Search code examples
rmethodsdplyrr-s3

Method dispatch for functions inside dplyr::do


How would I implement method dispatch for a function inside of dplyr::do?

I've read through GitHub issues #719, #3558 and #3429 which have helpful information on how to create methods for dplyr verbs, but nothing in particular that works for dplyr::do - which is sort of "special" in the sense that the dispatch not only needs to happen for dplyr:do itself, but also for the function that is called inside dplyr::do (or at least that's what I'm after)

Here's what I tried:

Preliminaries

library(dplyr)
#> 
#> Attache Paket: 'dplyr'
#> The following objects are masked from 'package:stats':
#> 
#>     filter, lag
#> The following objects are masked from 'package:base':
#> 
#>     intersect, setdiff, setequal, union

# Example data ------------------------------------------------------------

df <- tibble::tibble(
  id = c(rep("A", 5), rep("B", 5)),
  x = 1:10
)

df_custom <- df
class(df_custom) <- c("tbl_df_custom", class(df_custom))

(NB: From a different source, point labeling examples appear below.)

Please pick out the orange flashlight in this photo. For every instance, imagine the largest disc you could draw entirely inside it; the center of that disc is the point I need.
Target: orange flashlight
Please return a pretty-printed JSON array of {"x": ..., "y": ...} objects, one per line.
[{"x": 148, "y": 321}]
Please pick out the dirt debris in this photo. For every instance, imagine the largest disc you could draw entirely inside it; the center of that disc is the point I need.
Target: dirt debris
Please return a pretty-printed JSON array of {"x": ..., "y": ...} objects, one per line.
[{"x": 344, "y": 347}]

# Reclass function --------------------------------------------------------

reclass <- function(x, result) {
  UseMethod('reclass')
}

reclass.default <- function(x, result) {
  class(result) <- unique(c(class(x)[[1]], class(result)))
  attr(result, class(x)[[1]]) <- attr(x, class(x)[[1]])
  result
}

Step 1: try to define a method for a dplyr verb

# Custom method for summarize ---------------------------------------------

summarise.tbl_df_custom <- function (.data, ...) {
  message("Custom method for `summarise`")
  result <- NextMethod("summarise")
  ret <- reclass(.data, result)
  print(class(ret))
  ret
}

ret <- df_custom %>%
  summarise(y = mean(x))
#> Custom method for `summarise`
#> [1] "tbl_df_custom" "tbl_df"        "tbl"           "data.frame"
ret %>% class()
#> [1] "tbl_df_custom" "tbl_df"        "tbl"           "data.frame"

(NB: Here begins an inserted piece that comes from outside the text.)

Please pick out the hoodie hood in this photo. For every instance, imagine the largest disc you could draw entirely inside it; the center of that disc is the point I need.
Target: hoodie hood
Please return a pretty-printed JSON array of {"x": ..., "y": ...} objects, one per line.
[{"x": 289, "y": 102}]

Step 2: try to define a method for a another dplyr verb to test longer pipe

# Custom method for group_by ----------------------------------------------

group_by.tbl_df_custom <- function (.data, ..., add = FALSE) {
  message("Custom method for `group_by`")
  result <- NextMethod("group_by")
  ret <- reclass(.data, result)
  print(class(ret))
  ret
}

ret <- df_custom %>%
  group_by(id) %>%
  summarise(y = mean(x))
#> Custom method for `group_by`
#> [1] "tbl_df_custom" "grouped_df"    "tbl_df"        "tbl"          
#> [5] "data.frame"
#> Custom method for `summarise`
#> [1] "tbl_df_custom" "tbl_df"        "tbl"           "data.frame"
ret %>% class()
#> [1] "tbl_df_custom" "tbl_df"        "tbl"           "data.frame"

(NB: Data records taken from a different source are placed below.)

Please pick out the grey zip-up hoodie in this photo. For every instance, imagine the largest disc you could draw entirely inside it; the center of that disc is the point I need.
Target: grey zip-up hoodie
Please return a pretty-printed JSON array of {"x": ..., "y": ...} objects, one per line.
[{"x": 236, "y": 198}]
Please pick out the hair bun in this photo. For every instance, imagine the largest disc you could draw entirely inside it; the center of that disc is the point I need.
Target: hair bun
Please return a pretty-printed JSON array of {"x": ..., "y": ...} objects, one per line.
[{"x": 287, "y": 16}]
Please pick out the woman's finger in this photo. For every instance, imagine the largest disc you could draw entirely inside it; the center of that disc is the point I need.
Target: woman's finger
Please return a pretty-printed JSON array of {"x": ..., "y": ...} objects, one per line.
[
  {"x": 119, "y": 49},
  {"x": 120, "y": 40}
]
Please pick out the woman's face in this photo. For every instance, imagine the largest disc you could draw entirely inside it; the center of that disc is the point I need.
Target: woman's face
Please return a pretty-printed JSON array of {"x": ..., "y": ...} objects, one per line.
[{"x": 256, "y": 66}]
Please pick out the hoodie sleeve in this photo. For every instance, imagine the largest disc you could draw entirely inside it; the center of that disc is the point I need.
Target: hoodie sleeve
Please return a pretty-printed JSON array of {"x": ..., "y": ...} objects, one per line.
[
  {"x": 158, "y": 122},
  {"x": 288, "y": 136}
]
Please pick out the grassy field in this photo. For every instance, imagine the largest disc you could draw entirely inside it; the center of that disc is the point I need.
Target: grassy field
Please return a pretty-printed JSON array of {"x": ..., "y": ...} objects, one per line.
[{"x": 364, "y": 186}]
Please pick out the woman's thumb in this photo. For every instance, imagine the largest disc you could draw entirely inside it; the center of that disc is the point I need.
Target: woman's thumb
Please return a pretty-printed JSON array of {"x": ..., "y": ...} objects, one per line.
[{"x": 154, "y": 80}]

Step 3: trying the same for do

# Custom method for do ----------------------------------------------------

do.tbl_df_custom <- function (.data, ...) {
  message("custom method for `do`")
  result <- NextMethod("do")
  ret <- reclass(.data, result)
  print(class(ret))
  ret
}

foo <- function(df) {
  UseMethod("foo")
}

foo.default <- function(df) {
  message("Default method for `foo`")
  df %>%
    summarise(y = mean(x))
}

foo.tbl_df_custom <- function(df) {
  message("Custom method for `foo`")
  df %>%
    summarise(y = mean(x) * 100)
}

ret <- df_custom %>%
  group_by(id) %>%
  do(foo(.))
#> Custom method for `group_by`
#> [1] "tbl_df_custom" "grouped_df"    "tbl_df"        "tbl"          
#> [5] "data.frame"
#> custom method for `do`
#> Default method for `foo`
#> Default method for `foo`
#> [1] "tbl_df_custom" "grouped_df"    "tbl_df"        "tbl"          
#> [5] "data.frame"
ret
#> # A tibble: 2 x 2
#> # Groups:   id [2]
#>   id        y
#>   <chr> <dbl>
#> 1 A         3
#> 2 B         8
ret %>% class()
#> [1] "tbl_df_custom" "grouped_df"    "tbl_df"        "tbl"          
#> [5] "data.frame"

While this looks okay on first sight, the problem is that the default instead of the custom method for foo is called.

Created on 2019-01-08 by the reprex package (v0.2.1)


Solution

  • So the issue is related to this question I just asked. I was able to solve it by defining 3 new funtions: ungroup.tbl_df_custom, a class constructor function, and [.tbl_df_custom.

    ungroup.tbl_df_custom <- function (.data, ...) {
      message("custom method for `ungroup`")
      result <- NextMethod("ungroup")
      ret <- reclass(.data, result)
      ret
    }
    
    
    new_custom <- function(x, ...) {
    
      structure(x, class = c("tbl_df_custom", class(x)))
    }
    
    `[.tbl_df_custom` <- function(x, ...) {
      new_custom(NextMethod())
    }
    
    
    
    df_custom2 <- new_custom(df)
    
    
    df_custom2 %>%
      group_by(id) %>%
      do(foo(.))
    
    Custom method for `group_by`
    [1] "tbl_df_custom" "grouped_df"    "tbl_df"        "tbl"           "data.frame"   
    custom method for `do`
    custom method for `ungroup`
    Custom method for `foo`
    Custom method for `summarise`
    [1] "tbl_df_custom" "tbl_df"        "tbl"           "data.frame"   
    Custom method for `foo`
    Custom method for `summarise`
    [1] "tbl_df_custom" "tbl_df"        "tbl"           "data.frame"   
    [1] "tbl_df_custom" "grouped_df"    "tbl_df"        "tbl"           "data.frame"   
    custom method for `ungroup`
    # A tibble: 2 x 2
    # Groups:   id [2]
      id        y
      <chr> <dbl>
    1 A       300
    2 B       800